I can write the result as below:
\[\Im \left( \int\limits_{0}^{+\infty} e ^{ix ^{2}} dx\right)\]
then I use this substitution:
\[ix ^{2}=y\]
and observing that \[\sqrt{i}=\frac{ 1 }{ \sqrt{2} }(1\pm i)\]
I got this:\[-\frac{ 1 }{ 2 \sqrt{i} }\Gamma \left( \frac{ 1 }{ 2 } \right)\]
so the final result is:
\[\pm \frac{ \sqrt{\pi} }{ 2\sqrt{2} }\]

Answer 3

where:\[\Im \]
stands for imaginary part of a complex number

Answer 4

oops...I used:
\[ix ^{2}=-y\]

Answer 5

Well done, I had a similar method, but I keep tripping up with the complex computation:
\[\begin{align*}
\int_{-\infty}^\infty e^{-x^2}\,dx&=\int_{-\infty}^\infty e^{(ix)^2}\,dx\\\\
\sqrt\pi&=\int_{-\infty}^\infty\bigg(\cos (ix)^2+i\sin(ix)^2\bigg)\,dx\\\\
&=\int_{-\infty}^\infty\cos(x^2)\,dx-\underbrace{\mathrm{Im}\left[\int_{-\infty}^\infty e^{-ix^2}\,dx\right]}\end{align*}\]
The bracketed part is the part that's particularly bothersome. At any rate, once I figure this out I'd divide by 2 and the result follows.

Answer 6

I get that the bracketed part amounts to \(-\dfrac{\sqrt{\pi}}{\sqrt2}\), so I suppose there's a mistake in my reasoning somewhere along the line...

Answer 7

It's probably due to
\[\large\int_\mathbb{R}e^{-ax^2}\,dx=\sqrt{\frac{\pi}{a}}\quad\text{for Re}(a)>0\]
and not for complex \(a\).

Answer 8

you are right! @SithsAndGiggles

Answer 9

*not for \(\text{Re}(a)\le0\), I mean

Answer 10

I think so!

Answer 11

very nice question :) @SithsAndGiggles

Answer 12

Thanks!

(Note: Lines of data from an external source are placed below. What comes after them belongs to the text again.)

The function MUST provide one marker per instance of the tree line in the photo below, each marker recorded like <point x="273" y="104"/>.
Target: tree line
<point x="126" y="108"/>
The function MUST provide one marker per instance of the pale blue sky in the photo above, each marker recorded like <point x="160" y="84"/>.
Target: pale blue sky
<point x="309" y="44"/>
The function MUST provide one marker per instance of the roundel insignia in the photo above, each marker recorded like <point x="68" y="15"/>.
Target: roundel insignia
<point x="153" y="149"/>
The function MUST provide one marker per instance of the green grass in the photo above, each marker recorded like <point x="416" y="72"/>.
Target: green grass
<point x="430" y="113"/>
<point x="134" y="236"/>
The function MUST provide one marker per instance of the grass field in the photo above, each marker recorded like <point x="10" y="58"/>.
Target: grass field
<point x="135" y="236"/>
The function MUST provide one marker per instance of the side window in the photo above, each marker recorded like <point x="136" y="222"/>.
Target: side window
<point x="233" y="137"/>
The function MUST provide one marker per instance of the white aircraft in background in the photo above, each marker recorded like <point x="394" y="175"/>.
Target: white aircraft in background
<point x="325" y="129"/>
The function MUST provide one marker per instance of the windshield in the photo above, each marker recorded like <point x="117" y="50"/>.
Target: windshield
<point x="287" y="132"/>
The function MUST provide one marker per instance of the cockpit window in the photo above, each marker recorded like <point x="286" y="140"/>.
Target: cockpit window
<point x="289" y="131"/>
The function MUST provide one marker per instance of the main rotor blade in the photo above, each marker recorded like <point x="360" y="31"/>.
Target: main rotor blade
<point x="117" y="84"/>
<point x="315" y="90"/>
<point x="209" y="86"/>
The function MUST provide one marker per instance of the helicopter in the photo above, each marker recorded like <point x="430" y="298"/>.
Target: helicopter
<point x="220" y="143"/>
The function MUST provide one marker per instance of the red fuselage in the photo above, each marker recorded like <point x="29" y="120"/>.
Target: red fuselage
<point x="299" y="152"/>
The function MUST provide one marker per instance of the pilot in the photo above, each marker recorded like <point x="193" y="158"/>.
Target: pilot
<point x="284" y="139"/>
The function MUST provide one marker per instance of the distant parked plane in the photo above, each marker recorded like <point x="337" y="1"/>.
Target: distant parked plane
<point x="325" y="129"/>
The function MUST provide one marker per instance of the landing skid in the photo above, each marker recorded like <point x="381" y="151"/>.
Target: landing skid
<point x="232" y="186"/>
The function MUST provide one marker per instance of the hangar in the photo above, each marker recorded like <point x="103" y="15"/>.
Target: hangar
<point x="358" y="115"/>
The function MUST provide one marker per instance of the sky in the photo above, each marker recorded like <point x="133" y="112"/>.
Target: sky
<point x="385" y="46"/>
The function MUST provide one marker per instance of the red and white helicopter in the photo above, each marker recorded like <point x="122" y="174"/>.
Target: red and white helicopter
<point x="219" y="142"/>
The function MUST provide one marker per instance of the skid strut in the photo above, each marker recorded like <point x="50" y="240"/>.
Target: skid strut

I originally considered approaching the integral via differentiation under the integral sign but I couldn't set up the proper parameterization.

Answer 13

Here's an interesting approach: http://math.stackexchange.com/questions/187729/evaluating-int-0-infty-sin-x2-dx-with-real-methods/190293#190293

Answer 14

I understand

Answer 15

I see

Answer 16

thanks! for your website @SithsAndGiggles